So I wrote this remyth.
I hold my chopsticks wrong.
My parents taught me to use a fork and spoon first. I don't know why. Maybe it is because they are easier to use in small, chubby, child hands. Maybe it is because the teachers at my pre-school would never hand me chopsticks to eat my lunch.
I don't remember those pre-school lunches very well.
I do remember Dim Sum lunches in Chinatown, where they don't lay out forks and spoons next to their chopsticks, and the uncomfortable shame I'd feel when my parents would have to make a special request for a fork just for me. Because I didn't know how to use chopsticks. Because I was too American to know.
My parents taught me eventually, over a long series of meals. (Or maybe it just seems that way in my head.) I was about five or six at the time, still young enough to feel like it should come naturally to me.
I remember how awkward and strange the chopsticks felt in my hands, so difficult to use. The noodles would slide away; the tofu square would be split in half. My grip was always too soft, too hard, badly placed.
"Don't worry," my parents would say as another fishball slipped between the wooden sticks. "You can spear the fishballs on the ends and eat them like skewers."
But they never ate their fishballs that way, because their grips were strong and precise.
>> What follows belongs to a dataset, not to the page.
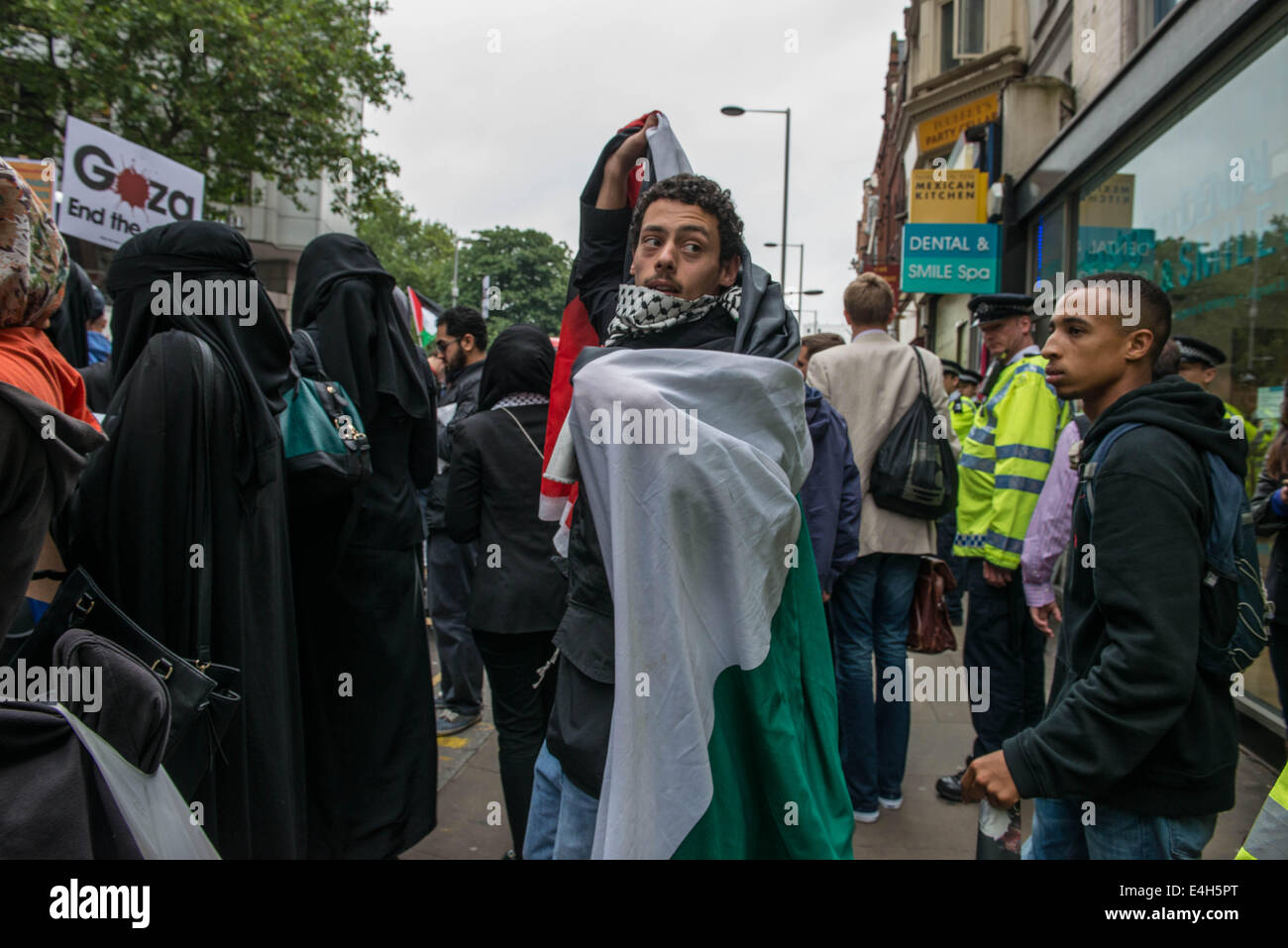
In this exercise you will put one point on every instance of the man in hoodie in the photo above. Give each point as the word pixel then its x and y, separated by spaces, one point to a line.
pixel 673 273
pixel 832 493
pixel 462 343
pixel 1137 750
They knew how to use them right.
It took me a while to convince my parents that they no longer needed to get an extra fork for me. "Mom, please," I'd say as my mother would be flagging down a waiter. "I can do this." She would look skeptical, but she would stop and give me a chance. It took me a while to finally convince her. Each meal, I'd have to prove myself again.
I remember the time she looked proud of me for lifting a fishball into my bowl without dropping it once. "You are getting good at using your chopsticks," she said, and I felt pleased with myself for days.
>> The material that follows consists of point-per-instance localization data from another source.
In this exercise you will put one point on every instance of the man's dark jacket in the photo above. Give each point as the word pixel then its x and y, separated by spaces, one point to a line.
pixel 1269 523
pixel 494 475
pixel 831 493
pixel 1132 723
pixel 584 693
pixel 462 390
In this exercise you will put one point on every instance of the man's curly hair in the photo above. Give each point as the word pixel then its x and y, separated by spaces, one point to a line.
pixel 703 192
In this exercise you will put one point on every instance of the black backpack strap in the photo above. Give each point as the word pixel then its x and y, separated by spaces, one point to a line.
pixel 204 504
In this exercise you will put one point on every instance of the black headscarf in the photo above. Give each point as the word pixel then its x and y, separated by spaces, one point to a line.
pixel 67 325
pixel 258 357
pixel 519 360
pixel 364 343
I hold my chopsticks wrong. My grip is too close to the front, like holding a pencil. I bring the bottom one up instead of snapping the top one down.
I have eaten with chopsticks this way for thousands of meals, with slippery plastic ones, with cheap, disposable wooden ones, with the nice ones I have at home.
My tofu is no longer split in half and my noodles do not slip away.
I am sixteen, and my aunt and cousin are visiting from Taiwan. We are eating at home, a casual meal, when my aunt feels the need to make a comment about my cousin. "Look," she says, "my daughter's chopstick hand position is all wrong. Let us see how ____ holds hers." My cousin holds her chopsticks too far back, in an awkward hand position that I don't think is very comfortable. But my cousin was born and raised in Taiwan and has probably used chopsticks many, many more times than I have. She probably learned how to use chopsticks first.
I hold my own chopsticks up, and my aunt laughs. "See how your American cousin holds hers much better?"
I am in college, and I am in an Asian restaurant with a group of mostly white friends. At this restaurant, we have the wooden, disposable chopsticks, with directions printed on the red packets.
One of my white friends says, "I wish I knew how to use chopsticks."
I hold up my hand to show her how to bring the two ends together, so that she can mimic the motion. It is comfortable and familiar to me, and I feel secure in the knowledge that was hard-earned. She copies me with the awkwardness of someone who has never tried it before.
One of my white friends laughs at me and says, "No, no. That's not right," pointing at the directions on the packet. He demonstrates for her himself. His hand is just far enough back, and the bottom stick does not move as he brings the top stick down. The way he holds his chopsticks is technically perfect.
Unlike me. I hold my chopsticks wrong.